Clear Sky Science · en
EVA-centric QUBO optimization for active and reactive power coordination in DLMP-driven distribution systems
Why your car could help keep the lights on
As electric cars spread across neighborhoods, they are quietly turning into one of the grid’s most powerful tools. Instead of being just another device that plugs in at night, a parked car’s battery and charger can help smooth demand, support local voltage and even earn money for its owner. This paper explores how thousands of electric vehicles, acting together through an aggregator, can be scheduled so that they charge cheaply, steady the grid and prepare for a future where new forms of computing tackle problems too complex for today’s methods.

From lone cars to coordinated swarms
The study focuses on electric vehicle aggregators—companies or platforms that manage charging for large fleets of cars on behalf of drivers. Rather than treating each car as an isolated load, the aggregator groups vehicles with similar arrival times, energy needs and charger sizes into a few clusters. This makes a sprawling problem with 1,000 cars manageable while still respecting when each driver arrives home, how far they must drive tomorrow and how fast their car can charge. These clusters then act like controllable blocks of demand that can be shifted in time or adjusted up and down to help the grid.

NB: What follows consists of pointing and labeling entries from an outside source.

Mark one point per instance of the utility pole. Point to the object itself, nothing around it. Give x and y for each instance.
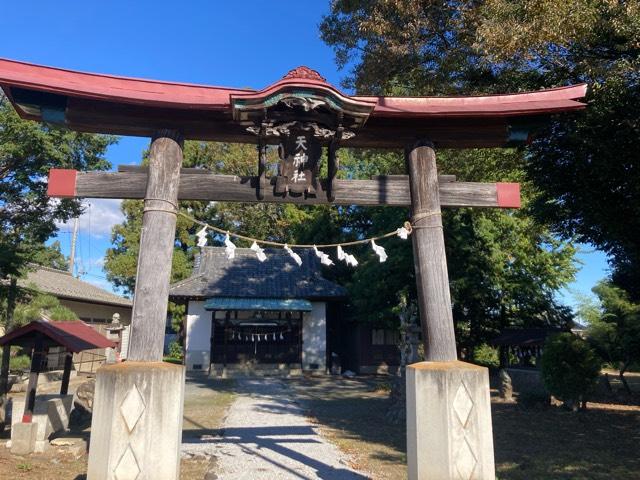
(74, 239)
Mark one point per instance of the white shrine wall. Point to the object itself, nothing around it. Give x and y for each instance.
(198, 336)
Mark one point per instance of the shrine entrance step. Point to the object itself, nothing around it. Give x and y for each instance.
(280, 370)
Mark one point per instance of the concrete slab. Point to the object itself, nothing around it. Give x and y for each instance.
(23, 438)
(449, 432)
(50, 415)
(136, 426)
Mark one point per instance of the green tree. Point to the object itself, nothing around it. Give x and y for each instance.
(570, 369)
(586, 167)
(583, 166)
(504, 267)
(27, 151)
(614, 327)
(41, 305)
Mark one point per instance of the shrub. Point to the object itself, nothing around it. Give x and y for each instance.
(570, 368)
(486, 355)
(175, 351)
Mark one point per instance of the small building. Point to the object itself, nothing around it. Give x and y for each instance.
(93, 305)
(243, 313)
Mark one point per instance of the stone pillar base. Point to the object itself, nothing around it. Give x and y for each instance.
(136, 427)
(449, 433)
(23, 438)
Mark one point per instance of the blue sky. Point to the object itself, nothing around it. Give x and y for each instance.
(239, 44)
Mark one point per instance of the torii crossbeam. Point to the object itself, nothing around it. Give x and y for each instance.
(138, 407)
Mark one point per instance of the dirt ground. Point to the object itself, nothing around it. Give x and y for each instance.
(537, 443)
(206, 402)
(540, 443)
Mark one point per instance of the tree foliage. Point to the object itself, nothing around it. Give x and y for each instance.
(613, 326)
(27, 151)
(41, 305)
(570, 368)
(584, 165)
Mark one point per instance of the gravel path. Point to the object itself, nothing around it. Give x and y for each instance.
(267, 436)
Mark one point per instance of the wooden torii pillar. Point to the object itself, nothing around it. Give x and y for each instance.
(138, 407)
(423, 190)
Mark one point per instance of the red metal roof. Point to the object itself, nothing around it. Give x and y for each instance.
(132, 106)
(75, 336)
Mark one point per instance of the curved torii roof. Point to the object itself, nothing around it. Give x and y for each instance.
(130, 106)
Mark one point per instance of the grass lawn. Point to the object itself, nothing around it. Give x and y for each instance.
(205, 406)
(548, 443)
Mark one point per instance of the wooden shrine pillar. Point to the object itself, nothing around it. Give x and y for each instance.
(136, 427)
(449, 433)
(66, 373)
(434, 299)
(37, 357)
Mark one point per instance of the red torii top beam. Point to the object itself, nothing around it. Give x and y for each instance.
(128, 106)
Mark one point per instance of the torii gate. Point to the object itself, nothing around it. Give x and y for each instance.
(138, 406)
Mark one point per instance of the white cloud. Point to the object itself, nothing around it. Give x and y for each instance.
(99, 216)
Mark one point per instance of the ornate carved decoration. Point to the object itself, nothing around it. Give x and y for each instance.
(304, 72)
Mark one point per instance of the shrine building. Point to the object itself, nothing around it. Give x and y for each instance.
(246, 315)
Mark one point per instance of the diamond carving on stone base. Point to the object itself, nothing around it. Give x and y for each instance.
(465, 461)
(127, 467)
(132, 408)
(463, 404)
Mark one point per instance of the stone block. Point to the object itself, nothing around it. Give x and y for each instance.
(23, 438)
(136, 428)
(449, 433)
(50, 415)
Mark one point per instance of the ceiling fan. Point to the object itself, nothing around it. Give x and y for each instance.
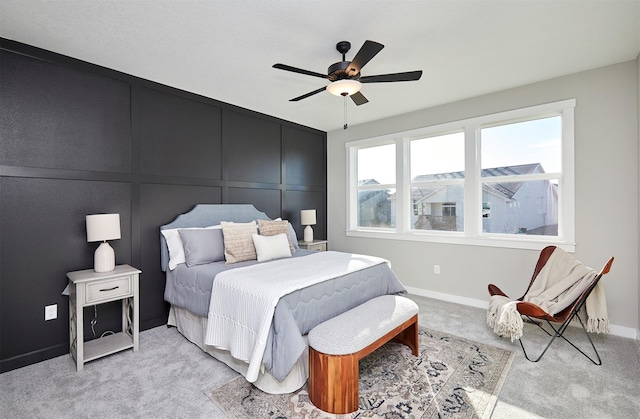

A flipped power hierarchy that favors flexibility
Traditionally, the local grid operator tells everyone else what to do: it sets prices and generators and consumers respond. Here, that hierarchy is flipped. The electric vehicle aggregator is treated as the leader in a two-level game, deciding how much charging and voltage support each cluster will provide over the day. The distribution system operator follows, adjusting local generation and network settings in response. Prices known as distribution locational marginal prices capture the true cost of supplying power, including losses and congestion on specific feeders. The aggregator predicts these prices, schedules its fleet accordingly, and then updates its plan as the operator reacts, repeating the process until neither side has an incentive to change.
Turning physics into a puzzle of on–off choices
Coordinating thousands of cars over many time steps is a combinatorial nightmare. The authors recast this challenge as a quadratic unconstrained binary optimization problem, or QUBO, in which continuous decisions—such as power levels and voltages—are discretized into a grid of on–off choices. Clever penalties in the mathematical formulation ensure that physical limits, like charger ratings, energy needs and voltage bounds, are respected. A spectral clustering method, also written in QUBO form, automatically finds well-balanced clusters of vehicles. The resulting binary problems are solved with an enhanced simulated annealing algorithm, a search strategy inspired by how materials cool and settle into low-energy states and well suited to future quantum hardware.
What happens when 1,000 cars play along
The framework is tested on a standard 33-bus distribution network with 1,000 cars divided into four clusters. When the cars respond only with their active charging power, the grid already benefits from shifted demand. When they also use their chargers to provide reactive power—an invisible but crucial ingredient for holding voltages steady—the gains become striking. Compared with more conventional coordination schemes, total system costs drop by nearly 40 percent, the grid operator’s own costs fall by about a quarter and the aggregator’s energy bill shrinks by three quarters. Power losses on the lines fall by almost 5 percent, voltage deviations improve by roughly 10 percent and minimum voltages at the end of the feeder rise above common quality thresholds.

New earnings for cars and new tools for engineers
Beyond technical gains, the scheme opens a fresh revenue stream: by selling voltage support, the fleet earns over $47 per day in reactive power payments, while still meeting 100 percent of drivers’ energy needs and maintaining a customer satisfaction index near 99 percent. Compared with popular search methods such as particle swarm and genetic algorithms, the QUBO approach is slower but scales more gracefully to very large problems and works efficiently with modern commercial solvers. Because QUBO is also the native language of many emerging quantum computers, the authors argue that their framework can reap immediate benefits on today’s machines while being ready to exploit tomorrow’s quantum speedups as grid electrification and renewable deployment continue to grow.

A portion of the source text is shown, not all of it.